ChinaCast Education Corporation is a leading for-profit, post-secondary education and e-learning services provider in the People's Republic of China. Established in 1999, the Company provides its post-secondary degree programs through its 80% ownership in the holding company of the Foreign Trade and Business College (FTBC) of Chongqing Normal University.  The Company provides its e-learning services to post-secondary institutions, K-12 schools, government agencies and corporate enterprises via its nationwide satellite broadband network.  The company listed on the NASDAQ Global Market Exchange with the ticker symbol CAST on October 29, 2007.

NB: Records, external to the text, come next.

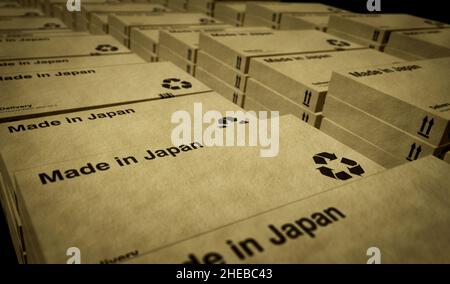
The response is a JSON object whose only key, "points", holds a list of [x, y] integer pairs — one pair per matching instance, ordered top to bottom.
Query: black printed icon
{"points": [[51, 26], [338, 43], [106, 48], [175, 84], [307, 98], [227, 120], [426, 126], [414, 152], [324, 158]]}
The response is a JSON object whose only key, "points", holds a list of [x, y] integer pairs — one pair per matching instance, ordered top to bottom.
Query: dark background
{"points": [[431, 9]]}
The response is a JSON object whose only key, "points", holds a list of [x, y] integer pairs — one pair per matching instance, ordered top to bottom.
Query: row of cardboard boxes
{"points": [[107, 107]]}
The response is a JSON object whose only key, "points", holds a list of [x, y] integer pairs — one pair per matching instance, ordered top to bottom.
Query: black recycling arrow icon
{"points": [[307, 98], [424, 130], [414, 149], [352, 166]]}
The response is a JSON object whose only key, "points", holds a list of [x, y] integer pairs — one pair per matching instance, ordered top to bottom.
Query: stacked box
{"points": [[111, 8], [20, 12], [232, 13], [272, 14], [14, 24], [120, 26], [375, 29], [422, 44], [182, 45], [56, 46], [228, 56], [298, 83], [81, 89], [401, 108], [149, 151], [402, 207]]}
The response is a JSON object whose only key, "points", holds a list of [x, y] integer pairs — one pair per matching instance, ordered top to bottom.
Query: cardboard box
{"points": [[19, 12], [274, 12], [305, 22], [14, 24], [124, 24], [378, 27], [185, 42], [423, 43], [45, 47], [236, 48], [144, 53], [165, 54], [46, 64], [304, 78], [222, 88], [74, 89], [395, 94], [277, 102], [386, 136], [359, 144], [144, 195], [367, 212]]}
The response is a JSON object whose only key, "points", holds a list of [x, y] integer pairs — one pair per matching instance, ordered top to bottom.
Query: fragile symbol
{"points": [[337, 42], [106, 48], [175, 84], [307, 98], [425, 131], [412, 150], [352, 166]]}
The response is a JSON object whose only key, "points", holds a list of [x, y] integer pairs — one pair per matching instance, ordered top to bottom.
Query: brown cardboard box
{"points": [[18, 12], [274, 12], [14, 24], [378, 27], [423, 43], [46, 47], [236, 48], [166, 54], [47, 64], [304, 78], [219, 86], [80, 88], [411, 96], [277, 102], [386, 136], [360, 144], [245, 192], [361, 217]]}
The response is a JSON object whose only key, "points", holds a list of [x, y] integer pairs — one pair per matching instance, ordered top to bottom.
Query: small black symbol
{"points": [[51, 26], [339, 43], [106, 48], [175, 84], [307, 98], [305, 117], [226, 120], [424, 130], [412, 150], [352, 166]]}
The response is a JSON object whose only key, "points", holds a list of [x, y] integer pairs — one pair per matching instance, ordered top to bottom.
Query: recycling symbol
{"points": [[51, 25], [337, 42], [106, 48], [175, 84], [324, 158]]}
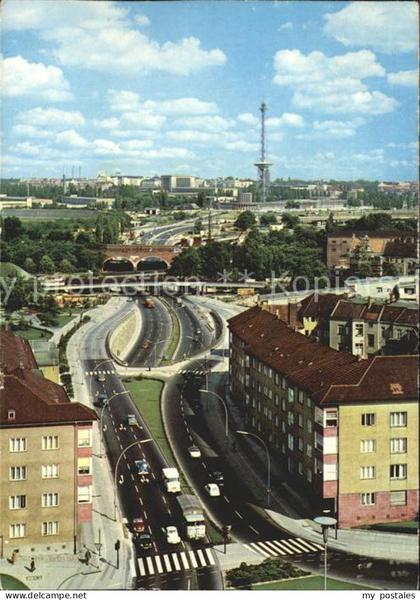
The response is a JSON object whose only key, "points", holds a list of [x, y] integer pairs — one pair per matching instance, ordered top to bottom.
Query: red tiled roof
{"points": [[15, 352], [318, 369], [38, 401]]}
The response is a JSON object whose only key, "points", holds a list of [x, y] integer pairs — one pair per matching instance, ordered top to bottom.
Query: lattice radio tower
{"points": [[263, 165]]}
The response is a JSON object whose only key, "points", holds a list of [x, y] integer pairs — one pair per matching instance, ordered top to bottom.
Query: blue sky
{"points": [[155, 87]]}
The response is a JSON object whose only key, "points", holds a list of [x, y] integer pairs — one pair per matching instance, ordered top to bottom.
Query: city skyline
{"points": [[175, 87]]}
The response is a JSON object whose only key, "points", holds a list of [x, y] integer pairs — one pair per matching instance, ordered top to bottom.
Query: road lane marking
{"points": [[311, 545], [277, 547], [260, 550], [201, 558], [184, 560], [193, 560], [176, 562], [167, 563], [158, 564], [150, 565], [141, 567]]}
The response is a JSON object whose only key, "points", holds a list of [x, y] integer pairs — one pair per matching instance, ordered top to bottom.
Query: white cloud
{"points": [[142, 20], [285, 26], [388, 27], [23, 78], [406, 78], [332, 84], [181, 106], [51, 117], [248, 119], [206, 123], [70, 137]]}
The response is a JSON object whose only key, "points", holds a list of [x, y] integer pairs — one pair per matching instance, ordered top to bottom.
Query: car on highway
{"points": [[100, 400], [132, 420], [194, 452], [143, 469], [217, 477], [212, 489], [138, 525], [172, 535], [144, 541]]}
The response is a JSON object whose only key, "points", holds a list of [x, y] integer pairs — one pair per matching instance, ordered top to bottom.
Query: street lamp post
{"points": [[224, 406], [102, 414], [137, 443], [268, 462], [326, 523]]}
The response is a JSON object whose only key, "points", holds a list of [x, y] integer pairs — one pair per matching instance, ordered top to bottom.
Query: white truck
{"points": [[171, 478], [193, 517]]}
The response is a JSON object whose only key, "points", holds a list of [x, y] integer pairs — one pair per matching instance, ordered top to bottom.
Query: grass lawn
{"points": [[33, 334], [146, 396], [7, 582], [312, 582]]}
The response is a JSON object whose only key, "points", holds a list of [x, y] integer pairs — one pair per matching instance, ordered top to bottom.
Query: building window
{"points": [[359, 329], [331, 418], [368, 419], [398, 419], [84, 438], [50, 442], [17, 444], [367, 445], [398, 445], [49, 471], [398, 471], [367, 472], [17, 473], [84, 494], [398, 498], [49, 499], [367, 499], [16, 502], [50, 528], [17, 530]]}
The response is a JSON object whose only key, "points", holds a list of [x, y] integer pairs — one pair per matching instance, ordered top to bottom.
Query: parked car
{"points": [[132, 420], [194, 451], [217, 477], [212, 489], [138, 525], [172, 535]]}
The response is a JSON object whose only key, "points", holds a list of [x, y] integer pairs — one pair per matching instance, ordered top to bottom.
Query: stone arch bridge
{"points": [[134, 258]]}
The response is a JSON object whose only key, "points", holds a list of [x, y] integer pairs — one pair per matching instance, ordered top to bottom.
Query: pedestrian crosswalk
{"points": [[98, 372], [284, 548], [172, 562]]}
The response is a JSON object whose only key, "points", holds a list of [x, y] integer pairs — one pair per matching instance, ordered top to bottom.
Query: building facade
{"points": [[313, 406], [46, 465]]}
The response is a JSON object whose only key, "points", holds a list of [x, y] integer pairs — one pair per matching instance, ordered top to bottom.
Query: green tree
{"points": [[268, 219], [245, 220], [12, 228], [46, 264], [29, 265], [66, 266]]}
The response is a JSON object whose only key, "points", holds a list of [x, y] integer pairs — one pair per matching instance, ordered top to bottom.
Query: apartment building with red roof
{"points": [[344, 428], [46, 464]]}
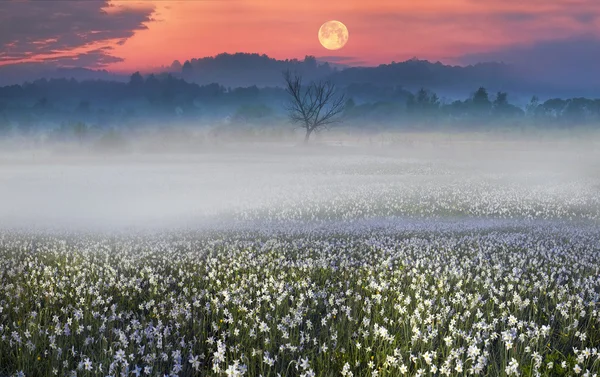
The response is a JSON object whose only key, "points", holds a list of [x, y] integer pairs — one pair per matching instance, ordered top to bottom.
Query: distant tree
{"points": [[481, 99], [501, 100], [532, 106], [83, 107], [315, 107]]}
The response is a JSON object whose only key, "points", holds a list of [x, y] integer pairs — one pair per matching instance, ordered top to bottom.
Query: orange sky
{"points": [[380, 30]]}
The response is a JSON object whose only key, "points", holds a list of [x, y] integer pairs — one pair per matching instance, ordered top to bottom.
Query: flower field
{"points": [[493, 276]]}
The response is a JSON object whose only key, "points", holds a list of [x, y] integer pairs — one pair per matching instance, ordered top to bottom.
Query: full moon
{"points": [[333, 35]]}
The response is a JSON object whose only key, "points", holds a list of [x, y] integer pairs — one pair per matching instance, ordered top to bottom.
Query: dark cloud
{"points": [[36, 27], [94, 58], [570, 61]]}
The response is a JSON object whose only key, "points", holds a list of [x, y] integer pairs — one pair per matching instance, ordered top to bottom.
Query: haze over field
{"points": [[513, 179], [272, 188]]}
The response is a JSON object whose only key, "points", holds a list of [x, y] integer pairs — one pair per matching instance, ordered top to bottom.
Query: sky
{"points": [[129, 35]]}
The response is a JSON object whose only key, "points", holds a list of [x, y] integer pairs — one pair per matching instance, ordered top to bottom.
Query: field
{"points": [[333, 262]]}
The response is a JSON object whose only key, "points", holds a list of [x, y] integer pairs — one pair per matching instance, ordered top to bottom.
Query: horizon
{"points": [[127, 36]]}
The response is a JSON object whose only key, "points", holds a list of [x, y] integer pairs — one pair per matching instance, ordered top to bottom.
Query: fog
{"points": [[426, 176]]}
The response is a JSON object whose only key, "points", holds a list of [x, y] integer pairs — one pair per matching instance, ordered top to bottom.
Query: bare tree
{"points": [[314, 107]]}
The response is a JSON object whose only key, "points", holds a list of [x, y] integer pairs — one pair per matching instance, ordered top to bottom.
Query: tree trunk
{"points": [[308, 132]]}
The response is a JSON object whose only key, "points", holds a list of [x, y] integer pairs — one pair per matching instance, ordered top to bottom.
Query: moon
{"points": [[333, 35]]}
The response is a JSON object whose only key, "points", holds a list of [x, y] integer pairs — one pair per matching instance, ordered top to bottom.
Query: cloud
{"points": [[34, 30], [335, 59], [570, 61]]}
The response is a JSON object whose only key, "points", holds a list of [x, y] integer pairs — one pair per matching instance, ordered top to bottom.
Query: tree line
{"points": [[165, 99]]}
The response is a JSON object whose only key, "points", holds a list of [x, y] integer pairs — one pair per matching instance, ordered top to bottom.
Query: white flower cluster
{"points": [[379, 298]]}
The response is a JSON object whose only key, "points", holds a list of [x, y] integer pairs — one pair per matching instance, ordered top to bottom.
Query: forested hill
{"points": [[245, 69]]}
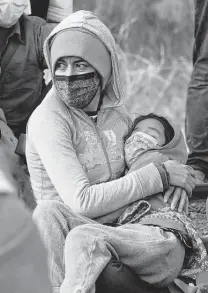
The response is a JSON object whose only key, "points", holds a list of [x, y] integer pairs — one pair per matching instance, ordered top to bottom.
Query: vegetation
{"points": [[154, 39]]}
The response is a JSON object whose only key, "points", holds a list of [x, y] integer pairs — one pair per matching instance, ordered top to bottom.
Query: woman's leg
{"points": [[54, 220], [154, 255]]}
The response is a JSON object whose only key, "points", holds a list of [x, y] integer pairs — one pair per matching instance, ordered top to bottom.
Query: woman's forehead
{"points": [[71, 59]]}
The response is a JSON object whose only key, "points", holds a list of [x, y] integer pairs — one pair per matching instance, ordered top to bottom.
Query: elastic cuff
{"points": [[164, 175]]}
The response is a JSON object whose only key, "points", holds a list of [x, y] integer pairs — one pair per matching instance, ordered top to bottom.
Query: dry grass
{"points": [[155, 87]]}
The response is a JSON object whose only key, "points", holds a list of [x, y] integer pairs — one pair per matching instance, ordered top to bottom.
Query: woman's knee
{"points": [[81, 236], [174, 260]]}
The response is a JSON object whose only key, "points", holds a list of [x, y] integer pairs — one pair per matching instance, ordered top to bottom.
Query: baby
{"points": [[153, 139]]}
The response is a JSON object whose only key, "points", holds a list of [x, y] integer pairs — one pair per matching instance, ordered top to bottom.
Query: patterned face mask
{"points": [[77, 90]]}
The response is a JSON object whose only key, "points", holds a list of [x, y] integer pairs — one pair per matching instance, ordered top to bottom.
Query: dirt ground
{"points": [[197, 212]]}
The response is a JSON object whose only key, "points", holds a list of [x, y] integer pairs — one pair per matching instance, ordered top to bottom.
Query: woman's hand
{"points": [[181, 175], [177, 198]]}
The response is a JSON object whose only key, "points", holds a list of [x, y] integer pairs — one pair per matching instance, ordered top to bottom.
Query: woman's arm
{"points": [[52, 141]]}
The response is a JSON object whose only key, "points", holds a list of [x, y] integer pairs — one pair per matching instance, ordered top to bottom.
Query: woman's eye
{"points": [[60, 66], [81, 66]]}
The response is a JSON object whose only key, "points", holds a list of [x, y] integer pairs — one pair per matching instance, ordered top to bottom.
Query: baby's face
{"points": [[153, 127]]}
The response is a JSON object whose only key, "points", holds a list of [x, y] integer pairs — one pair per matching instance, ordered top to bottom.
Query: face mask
{"points": [[10, 11], [77, 90], [137, 144]]}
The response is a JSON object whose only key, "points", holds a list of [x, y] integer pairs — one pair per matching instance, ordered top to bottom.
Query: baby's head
{"points": [[155, 126], [149, 132]]}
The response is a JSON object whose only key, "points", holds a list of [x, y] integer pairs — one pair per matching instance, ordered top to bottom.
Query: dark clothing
{"points": [[21, 77], [197, 99]]}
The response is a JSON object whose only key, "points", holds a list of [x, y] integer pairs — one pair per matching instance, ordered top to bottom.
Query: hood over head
{"points": [[83, 35]]}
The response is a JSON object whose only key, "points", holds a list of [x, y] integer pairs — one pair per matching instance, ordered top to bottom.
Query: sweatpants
{"points": [[76, 259]]}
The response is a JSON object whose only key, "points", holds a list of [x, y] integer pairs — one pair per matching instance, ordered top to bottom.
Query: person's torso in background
{"points": [[21, 79]]}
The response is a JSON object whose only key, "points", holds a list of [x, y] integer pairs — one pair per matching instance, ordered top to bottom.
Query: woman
{"points": [[75, 145]]}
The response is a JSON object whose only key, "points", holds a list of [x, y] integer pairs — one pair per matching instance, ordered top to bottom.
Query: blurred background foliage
{"points": [[154, 40]]}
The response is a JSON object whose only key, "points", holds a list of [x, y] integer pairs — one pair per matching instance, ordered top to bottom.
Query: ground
{"points": [[197, 212]]}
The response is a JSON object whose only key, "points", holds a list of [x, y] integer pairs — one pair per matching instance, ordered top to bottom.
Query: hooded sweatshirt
{"points": [[75, 160]]}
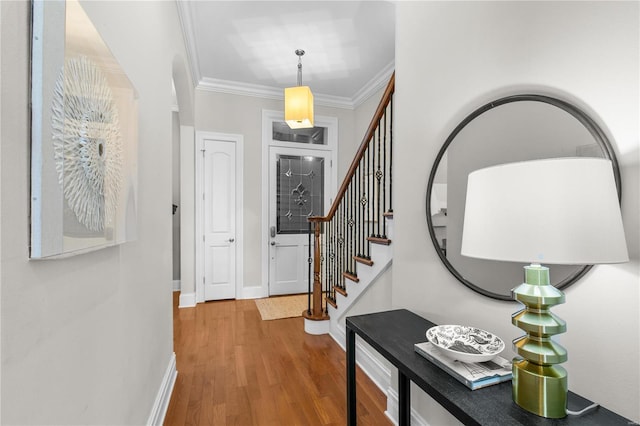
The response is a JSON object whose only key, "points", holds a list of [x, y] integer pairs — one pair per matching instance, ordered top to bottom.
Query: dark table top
{"points": [[393, 334]]}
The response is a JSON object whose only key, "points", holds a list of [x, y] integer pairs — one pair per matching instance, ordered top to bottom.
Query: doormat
{"points": [[281, 306]]}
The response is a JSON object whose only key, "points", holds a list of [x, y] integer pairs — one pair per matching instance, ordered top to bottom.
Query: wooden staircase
{"points": [[352, 243]]}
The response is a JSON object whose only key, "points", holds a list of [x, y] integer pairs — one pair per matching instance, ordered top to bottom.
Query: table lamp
{"points": [[553, 211]]}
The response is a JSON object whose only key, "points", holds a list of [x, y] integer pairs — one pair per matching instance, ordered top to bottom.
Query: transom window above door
{"points": [[315, 135]]}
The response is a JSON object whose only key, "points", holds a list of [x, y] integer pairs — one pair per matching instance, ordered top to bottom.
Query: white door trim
{"points": [[268, 117], [201, 136]]}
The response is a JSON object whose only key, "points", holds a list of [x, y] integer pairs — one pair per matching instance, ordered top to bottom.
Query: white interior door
{"points": [[299, 182], [219, 219]]}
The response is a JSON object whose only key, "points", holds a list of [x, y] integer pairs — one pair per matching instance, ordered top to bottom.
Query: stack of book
{"points": [[474, 375]]}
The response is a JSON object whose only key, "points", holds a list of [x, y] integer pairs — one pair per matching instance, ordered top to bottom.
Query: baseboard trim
{"points": [[187, 300], [367, 361], [160, 405], [392, 410]]}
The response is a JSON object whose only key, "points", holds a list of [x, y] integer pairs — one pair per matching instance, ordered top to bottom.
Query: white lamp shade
{"points": [[298, 107], [554, 211]]}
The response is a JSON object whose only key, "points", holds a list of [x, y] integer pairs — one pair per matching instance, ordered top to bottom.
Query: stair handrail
{"points": [[368, 137], [315, 310]]}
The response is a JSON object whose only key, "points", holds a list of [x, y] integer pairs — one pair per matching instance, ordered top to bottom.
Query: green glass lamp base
{"points": [[539, 385], [541, 390]]}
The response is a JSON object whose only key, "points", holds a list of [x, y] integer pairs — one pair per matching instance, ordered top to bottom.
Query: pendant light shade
{"points": [[298, 102], [298, 107]]}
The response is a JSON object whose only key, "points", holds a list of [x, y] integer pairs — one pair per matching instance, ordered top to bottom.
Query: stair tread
{"points": [[379, 240], [363, 260], [351, 276], [340, 290]]}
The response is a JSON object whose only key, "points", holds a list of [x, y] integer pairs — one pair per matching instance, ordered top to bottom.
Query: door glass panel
{"points": [[315, 135], [300, 192]]}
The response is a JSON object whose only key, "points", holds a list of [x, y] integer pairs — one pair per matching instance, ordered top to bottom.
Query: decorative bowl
{"points": [[463, 343]]}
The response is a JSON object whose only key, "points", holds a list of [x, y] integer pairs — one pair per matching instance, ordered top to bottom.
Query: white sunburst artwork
{"points": [[84, 137], [87, 143]]}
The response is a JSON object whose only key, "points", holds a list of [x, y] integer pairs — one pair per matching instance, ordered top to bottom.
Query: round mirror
{"points": [[510, 129]]}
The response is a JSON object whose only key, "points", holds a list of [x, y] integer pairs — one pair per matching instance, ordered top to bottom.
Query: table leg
{"points": [[351, 378], [404, 400]]}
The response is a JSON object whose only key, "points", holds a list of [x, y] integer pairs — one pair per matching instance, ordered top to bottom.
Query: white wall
{"points": [[452, 57], [226, 113], [175, 198], [86, 340]]}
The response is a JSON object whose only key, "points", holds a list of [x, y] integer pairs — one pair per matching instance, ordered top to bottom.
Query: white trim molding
{"points": [[187, 300], [161, 403], [392, 410]]}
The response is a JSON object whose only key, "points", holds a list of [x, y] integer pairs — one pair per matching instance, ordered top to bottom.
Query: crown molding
{"points": [[186, 21], [377, 83], [267, 92]]}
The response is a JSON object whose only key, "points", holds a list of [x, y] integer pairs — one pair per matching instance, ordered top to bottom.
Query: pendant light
{"points": [[298, 102]]}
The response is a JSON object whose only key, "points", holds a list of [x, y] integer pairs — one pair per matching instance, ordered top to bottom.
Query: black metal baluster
{"points": [[390, 108], [378, 176], [384, 176], [370, 188], [352, 228], [334, 245], [309, 280]]}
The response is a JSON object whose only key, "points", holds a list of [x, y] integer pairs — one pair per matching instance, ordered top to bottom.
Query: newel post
{"points": [[317, 284], [315, 311]]}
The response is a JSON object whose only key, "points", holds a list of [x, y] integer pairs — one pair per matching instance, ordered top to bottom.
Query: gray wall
{"points": [[470, 53], [87, 339]]}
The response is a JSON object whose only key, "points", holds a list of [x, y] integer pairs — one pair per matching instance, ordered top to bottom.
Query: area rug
{"points": [[281, 306]]}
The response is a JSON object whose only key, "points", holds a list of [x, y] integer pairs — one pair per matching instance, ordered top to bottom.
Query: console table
{"points": [[393, 334]]}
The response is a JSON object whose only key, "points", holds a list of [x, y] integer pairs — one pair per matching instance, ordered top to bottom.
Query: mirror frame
{"points": [[593, 128]]}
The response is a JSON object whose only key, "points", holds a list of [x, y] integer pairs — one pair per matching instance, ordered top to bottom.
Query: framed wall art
{"points": [[83, 138]]}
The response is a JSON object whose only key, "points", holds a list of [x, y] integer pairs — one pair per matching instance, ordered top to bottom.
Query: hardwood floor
{"points": [[235, 369]]}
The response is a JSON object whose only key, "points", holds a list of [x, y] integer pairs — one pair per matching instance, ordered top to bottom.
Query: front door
{"points": [[299, 182], [219, 219]]}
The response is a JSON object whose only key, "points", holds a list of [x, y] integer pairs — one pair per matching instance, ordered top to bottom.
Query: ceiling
{"points": [[248, 47]]}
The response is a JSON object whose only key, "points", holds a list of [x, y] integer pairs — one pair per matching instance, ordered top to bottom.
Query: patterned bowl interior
{"points": [[465, 342]]}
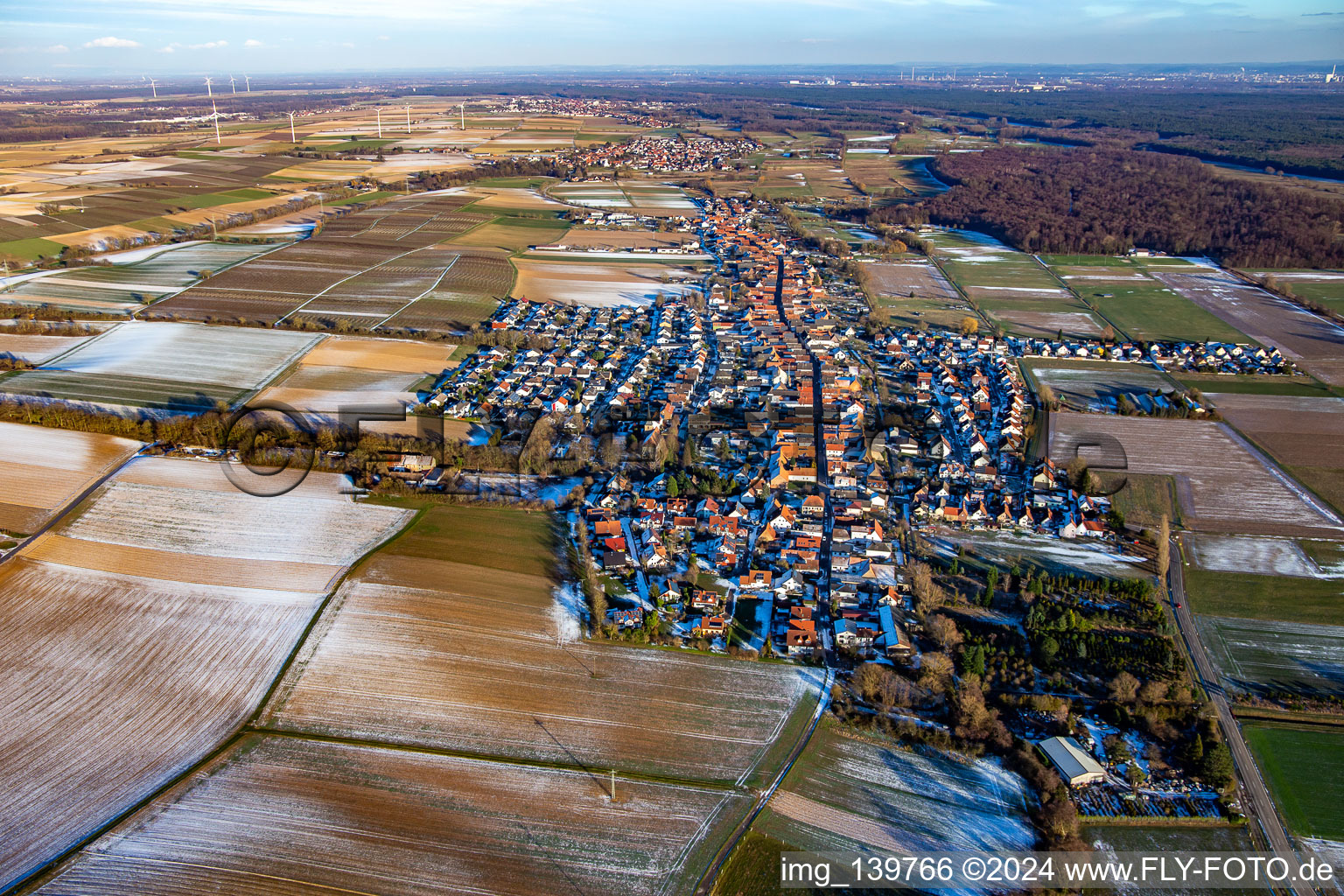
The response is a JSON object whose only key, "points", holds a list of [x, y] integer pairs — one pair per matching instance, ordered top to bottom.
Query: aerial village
{"points": [[760, 469]]}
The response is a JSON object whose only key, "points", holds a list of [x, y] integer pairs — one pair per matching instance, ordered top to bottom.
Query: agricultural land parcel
{"points": [[105, 198], [386, 265], [598, 284], [128, 286], [1011, 286], [1324, 286], [915, 291], [1136, 303], [1311, 341], [164, 366], [351, 369], [1092, 386], [1304, 434], [43, 469], [1222, 482], [145, 630], [451, 637], [495, 673], [865, 793], [1312, 803], [306, 817]]}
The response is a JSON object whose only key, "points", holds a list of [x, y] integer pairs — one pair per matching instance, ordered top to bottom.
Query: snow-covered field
{"points": [[188, 352], [298, 528], [1007, 549], [1261, 555], [113, 684], [860, 794], [292, 816]]}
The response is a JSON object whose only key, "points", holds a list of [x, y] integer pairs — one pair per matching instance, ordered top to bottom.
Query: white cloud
{"points": [[112, 42]]}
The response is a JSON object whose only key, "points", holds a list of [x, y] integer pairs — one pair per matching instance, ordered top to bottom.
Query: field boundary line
{"points": [[443, 274], [1080, 298], [311, 300], [706, 883]]}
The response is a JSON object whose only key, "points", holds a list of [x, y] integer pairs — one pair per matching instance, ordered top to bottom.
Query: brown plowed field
{"points": [[1304, 434], [1223, 485], [170, 566], [292, 817]]}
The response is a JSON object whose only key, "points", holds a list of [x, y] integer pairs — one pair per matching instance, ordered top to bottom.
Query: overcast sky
{"points": [[187, 37]]}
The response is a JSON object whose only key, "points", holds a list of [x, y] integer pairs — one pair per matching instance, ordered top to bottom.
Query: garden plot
{"points": [[598, 285], [164, 364], [42, 471], [1222, 482], [1254, 555], [1265, 654], [113, 684], [851, 794], [293, 816]]}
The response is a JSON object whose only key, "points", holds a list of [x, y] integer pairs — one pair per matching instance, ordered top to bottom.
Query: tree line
{"points": [[1110, 200]]}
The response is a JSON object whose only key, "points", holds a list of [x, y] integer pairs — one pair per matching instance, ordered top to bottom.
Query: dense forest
{"points": [[1293, 130], [1108, 200]]}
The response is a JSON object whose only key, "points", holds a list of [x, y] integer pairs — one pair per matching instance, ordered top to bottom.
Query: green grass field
{"points": [[365, 198], [206, 200], [1152, 312], [1236, 384], [498, 539], [1265, 597], [1306, 770], [752, 870]]}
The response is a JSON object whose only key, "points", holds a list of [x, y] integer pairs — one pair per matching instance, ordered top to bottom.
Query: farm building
{"points": [[1073, 762]]}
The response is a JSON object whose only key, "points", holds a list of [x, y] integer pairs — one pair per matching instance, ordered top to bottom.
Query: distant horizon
{"points": [[95, 38]]}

History/Major Corporate Milestones
The Company was established in 1999 as ChinaCast Communications Limited (CCL) and subsequently raised a Series A venture capital round which included investors Hughes Network Systems and Intel Capital.  In May 2004, the Company was renamed ChinaCast Communications Holdings Limited (CCH) and made an initial public offering on the Singapore Stock Exchange.  On December 22, 2006, Great Wall Acquisition Corporation, a US-listed (stock symbol OTC:GWAQ) Special Purpose Acquisition Company, completed the 100% acquisition via tender offer of CCH in a reverse merger transaction. Great Wall Acquisition Corporation was then renamed ChinaCast Education Corporation in early 2007 (stock symbol OTC:CEUC) and then listed on the NASDAQ Global Market Exchange (stock symbol NASDAQ:CAST) on October 29, 2007.  In April 2008, the Company completed the acquisition of 80% of the holding company of the Foreign Trade and Business College of Chongqing Normal University.

Business services
Two principal business lines: 
 E-Learning services to post-secondary institutions, K-12 schools, government agencies and corporate enterprises
 Post-secondary education through the Foreign Trade and Business College (FTBC) of Chongqing Normal University.

E-Learning Services
The Company with its subsidiaries and variable interest entities, provides e-learning education services via its nationwide satellite broadband network to post-secondary education institutions, K-12 schools, government agencies and corporate enterprises. These services include interactive distance learning applications, multimedia education content delivery, vocational/career training courses and English language training through its Daily English Language training centers. As of September 2008, the Company has provided its e-learning services to over 15 state-owned universities, 6,500 K-12 schools and over 300 government and corporate enterprise locations throughout China.

Post-secondary education
The Company provides post-secondary education services through the Foreign Trade and Business College (FTBC) of Chongqing Normal University.  The college is an independent, for-profit, private university and is located in the southwest city of Chongqing, China’s largest municipality in population and in area. Chongqing has a population of 31 million and the adjacent province, Sichuan, has a population of 82 million.  FTBC offers four-year bachelor's degree and two-year diploma programs in finance, economics, trade, tourism, advertising, IT, music and foreign languages, all of which are fully accredited by the Ministry of Education.  FTBC’s campus has over  of land and over 900 faculty and staff.  For the academic year starting September 2008, the college had over 11,000 students enrolled. FTBC has an on-campus student capacity of 15,000 students which it anticipates to reach in 2011.